Of course, no one knows exactly how automation will shake up the worker economy, but there will almost certainly be winners and losers. IT and creative jobs will proliferate while administrative, factory, and service employment will largely go the way of the dodo.
And for labor unions, that may very well mean that the bell tolls for thee. While unions have generally been in decline for some time, automation may prove to be the proverbial dagger through the heart.
Labor unions are predicated on a situation where workers have no economic leverage because they are in jobs that anybody who is literate and numerate and has an above-room-temperature IQ can do, so the supply always vastly exceeds the demand. Unions attempt to compensate for a lack of economic power by involving political power, be it strikes, picketing, thug violence, or governmental capture. Robots don’t vote and they always do what they’re told; no workers to organize, no union. It’s just that simple.

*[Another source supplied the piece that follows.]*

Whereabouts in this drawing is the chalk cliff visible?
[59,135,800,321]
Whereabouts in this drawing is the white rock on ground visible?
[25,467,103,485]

Of course, unions will attempt to ‘organize’ the workers who are left, but it’s questionable how effective that would be. Despite the attempts by tech firms to import cheap coders from overseas, most ‘knowledge workers’ don’t see themselves and commodity labor — somebody can’t just walk in off the street and after a week’s training do a web site or a smartphone app (although plenty have tried). Thus unions have focused on the remaining commodity labor ares, such as services, government employees, and (sadly, but it’s true) education. It will be interesting to see how long that long retreat can be maintained.